‘Hope for the future’: Well-timed cuttings may save tree from rusting away

Cuttings of a critically endangered eucalypt, taken just months before the devastating Black Summer bushfires, may be the only viable path to survival for once-common scrub turpentine trees.

Since it was first detected on the NSW Central Coast in 2010, myrtle rust has ravaged vulnerable species across the country. Scrub turpentine has no defence against the exotic fungus, which stunts growth and causes defoliation and plant death.

Booderee National Park Botanic Gardens collections officer Stig Pedersen with propagated scrub turpentine trees.  Credit:Parks Australia

Governments last year took cuttings from remnant populations of scrub turpentine, which blooms with pinkish red flowers, to help with re-population in the wild and cultivation in nurseries and botanic gardens.

Scrub turpentine hangs on only in the forests of the NSW South Coast, where the Black Summer fires burnt much of the species' natural range of sub-tropical rainforest and wet sclerophyll forest.
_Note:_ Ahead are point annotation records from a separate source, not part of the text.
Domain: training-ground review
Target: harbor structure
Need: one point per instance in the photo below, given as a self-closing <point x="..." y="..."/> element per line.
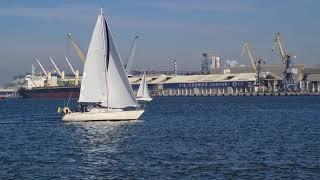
<point x="209" y="62"/>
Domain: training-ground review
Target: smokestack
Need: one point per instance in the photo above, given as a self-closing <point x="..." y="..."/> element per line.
<point x="175" y="67"/>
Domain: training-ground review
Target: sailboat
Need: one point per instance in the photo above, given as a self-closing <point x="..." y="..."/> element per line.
<point x="143" y="92"/>
<point x="105" y="92"/>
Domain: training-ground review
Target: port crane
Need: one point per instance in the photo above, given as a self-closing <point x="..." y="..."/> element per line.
<point x="256" y="64"/>
<point x="76" y="47"/>
<point x="129" y="59"/>
<point x="43" y="70"/>
<point x="132" y="52"/>
<point x="71" y="67"/>
<point x="288" y="83"/>
<point x="61" y="74"/>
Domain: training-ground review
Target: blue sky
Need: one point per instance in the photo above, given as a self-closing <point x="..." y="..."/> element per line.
<point x="169" y="29"/>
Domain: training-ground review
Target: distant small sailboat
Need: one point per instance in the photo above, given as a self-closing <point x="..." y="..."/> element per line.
<point x="143" y="91"/>
<point x="105" y="90"/>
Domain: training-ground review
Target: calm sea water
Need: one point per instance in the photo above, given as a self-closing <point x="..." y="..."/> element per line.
<point x="177" y="138"/>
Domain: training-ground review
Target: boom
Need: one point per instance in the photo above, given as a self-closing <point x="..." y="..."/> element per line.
<point x="131" y="54"/>
<point x="44" y="71"/>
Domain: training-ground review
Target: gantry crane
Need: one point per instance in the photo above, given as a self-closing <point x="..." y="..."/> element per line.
<point x="256" y="64"/>
<point x="288" y="83"/>
<point x="76" y="47"/>
<point x="61" y="74"/>
<point x="70" y="65"/>
<point x="130" y="57"/>
<point x="43" y="70"/>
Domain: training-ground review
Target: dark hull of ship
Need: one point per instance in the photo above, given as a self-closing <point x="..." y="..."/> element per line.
<point x="51" y="92"/>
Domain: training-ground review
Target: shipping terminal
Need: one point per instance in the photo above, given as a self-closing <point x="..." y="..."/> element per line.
<point x="216" y="78"/>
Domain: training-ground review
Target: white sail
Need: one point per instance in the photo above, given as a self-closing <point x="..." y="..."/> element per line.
<point x="104" y="79"/>
<point x="143" y="91"/>
<point x="119" y="88"/>
<point x="93" y="85"/>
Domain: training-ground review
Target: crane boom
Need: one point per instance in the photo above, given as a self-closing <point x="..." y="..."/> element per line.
<point x="277" y="41"/>
<point x="56" y="67"/>
<point x="44" y="71"/>
<point x="131" y="54"/>
<point x="72" y="69"/>
<point x="76" y="47"/>
<point x="246" y="47"/>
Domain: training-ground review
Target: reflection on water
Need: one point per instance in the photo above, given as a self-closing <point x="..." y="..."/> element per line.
<point x="178" y="138"/>
<point x="100" y="136"/>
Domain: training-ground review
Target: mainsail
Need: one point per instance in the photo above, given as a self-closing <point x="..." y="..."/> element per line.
<point x="104" y="78"/>
<point x="143" y="91"/>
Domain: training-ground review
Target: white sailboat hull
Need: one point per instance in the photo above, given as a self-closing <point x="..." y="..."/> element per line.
<point x="102" y="116"/>
<point x="142" y="99"/>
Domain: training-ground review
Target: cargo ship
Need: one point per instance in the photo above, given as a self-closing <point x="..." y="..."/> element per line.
<point x="50" y="92"/>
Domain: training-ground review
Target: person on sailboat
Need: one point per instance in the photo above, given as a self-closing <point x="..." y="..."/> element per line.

Federal Environment Minister Sussan Ley said scrub turpentine might have been lost in the fires if not for the serendipitous timing of an ongoing conservation program.
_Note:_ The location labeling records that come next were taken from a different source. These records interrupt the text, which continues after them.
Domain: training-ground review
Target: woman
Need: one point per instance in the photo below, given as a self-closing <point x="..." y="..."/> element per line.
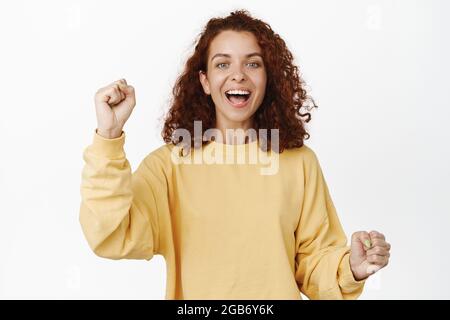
<point x="227" y="230"/>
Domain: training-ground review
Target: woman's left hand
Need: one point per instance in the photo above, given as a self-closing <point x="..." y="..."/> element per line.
<point x="369" y="253"/>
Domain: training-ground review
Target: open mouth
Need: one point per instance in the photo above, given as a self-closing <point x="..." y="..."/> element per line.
<point x="238" y="98"/>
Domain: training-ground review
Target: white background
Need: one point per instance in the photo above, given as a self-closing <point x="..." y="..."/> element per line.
<point x="377" y="69"/>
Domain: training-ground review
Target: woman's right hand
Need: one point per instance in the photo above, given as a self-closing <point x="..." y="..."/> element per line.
<point x="113" y="105"/>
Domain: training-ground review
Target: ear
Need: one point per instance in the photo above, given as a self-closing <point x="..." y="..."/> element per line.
<point x="204" y="81"/>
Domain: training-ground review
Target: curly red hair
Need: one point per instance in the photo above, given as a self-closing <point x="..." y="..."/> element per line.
<point x="285" y="92"/>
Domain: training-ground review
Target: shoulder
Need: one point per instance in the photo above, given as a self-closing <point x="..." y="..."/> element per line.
<point x="159" y="160"/>
<point x="303" y="154"/>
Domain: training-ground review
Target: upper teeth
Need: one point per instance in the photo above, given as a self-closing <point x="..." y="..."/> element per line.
<point x="238" y="92"/>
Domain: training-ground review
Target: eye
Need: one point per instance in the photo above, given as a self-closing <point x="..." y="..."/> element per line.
<point x="222" y="65"/>
<point x="253" y="64"/>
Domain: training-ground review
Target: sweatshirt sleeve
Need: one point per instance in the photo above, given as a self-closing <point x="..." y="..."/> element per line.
<point x="322" y="259"/>
<point x="119" y="210"/>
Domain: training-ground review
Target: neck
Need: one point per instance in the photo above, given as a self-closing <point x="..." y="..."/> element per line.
<point x="235" y="132"/>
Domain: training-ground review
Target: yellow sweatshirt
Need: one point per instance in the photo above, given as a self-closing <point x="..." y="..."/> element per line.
<point x="226" y="231"/>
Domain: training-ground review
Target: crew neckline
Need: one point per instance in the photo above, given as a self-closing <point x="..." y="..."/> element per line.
<point x="253" y="142"/>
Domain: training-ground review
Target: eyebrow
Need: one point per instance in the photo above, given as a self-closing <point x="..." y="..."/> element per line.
<point x="225" y="55"/>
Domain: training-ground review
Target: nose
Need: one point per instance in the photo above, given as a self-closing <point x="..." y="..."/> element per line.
<point x="238" y="75"/>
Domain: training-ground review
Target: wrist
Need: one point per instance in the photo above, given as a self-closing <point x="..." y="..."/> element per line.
<point x="109" y="134"/>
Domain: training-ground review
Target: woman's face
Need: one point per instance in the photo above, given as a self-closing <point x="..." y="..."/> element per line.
<point x="236" y="78"/>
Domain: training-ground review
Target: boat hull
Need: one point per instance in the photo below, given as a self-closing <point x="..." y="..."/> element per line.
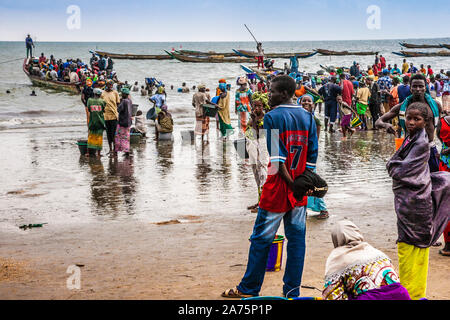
<point x="208" y="59"/>
<point x="412" y="54"/>
<point x="253" y="54"/>
<point x="210" y="53"/>
<point x="346" y="53"/>
<point x="418" y="46"/>
<point x="73" y="88"/>
<point x="125" y="56"/>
"While it is still too early to say with certainty, there is every reason to suspect the horrendous summer fires would have destroyed those specimens remaining in the wild," Ms Ley said on Sunday, which is National Tree Day.

"Scientists have still not been able to return to the area for a comprehensive review, but the successful propagation by Parks Australia provides hope for the future of the species."

Booderee National Park Botanic Gardens, near Jervis Bay, as well as Eurobodalla Regional Botanic Gardens and the Australian National Botanic Gardens in Canberra, are working together on a regional program to ensure the survival of threatened species.

Booderee National Park Botanic Gardens collections officer Stig Pedersen said it was essential to the long-term survival of scrub turpentine to ensure genetic diversity in cuttings so breeding populations were as robust as possible.

"If we don't get diversity, you end up with inbred pants that only have one line of genetics," Mr Pedersen said.

Stig Pedersen: “We can’t let the scrub turpentine disappear in the wild.” Credit:Parks Australia

The program has sourced cuttings from 18 sites with up to 24 different lines of genetic material, with successful propagation including at Booderee.

"We need them for an insurance policy," Mr Pedersen said. "We can't let the scrub turpentine disappear in the wild.

"It used to naturally occur from Batemans Bay to Bundaberg and until the onset of myrtle rust no one paid attention to it. Now it is rapidly dying and I hear it's in a really bad state, particularly in northern NSW and Queensland."

It is not known how myrtle rust entered Australia. It threatens the Myrtaceae family of plants, which includes Australian natives such as bottle brush, tea tree and eucalypts. Fungicide kills myrtle rust, which can be an effective treatment in gardens and nurseries but is not feasible on the scale required to benefit wild populations.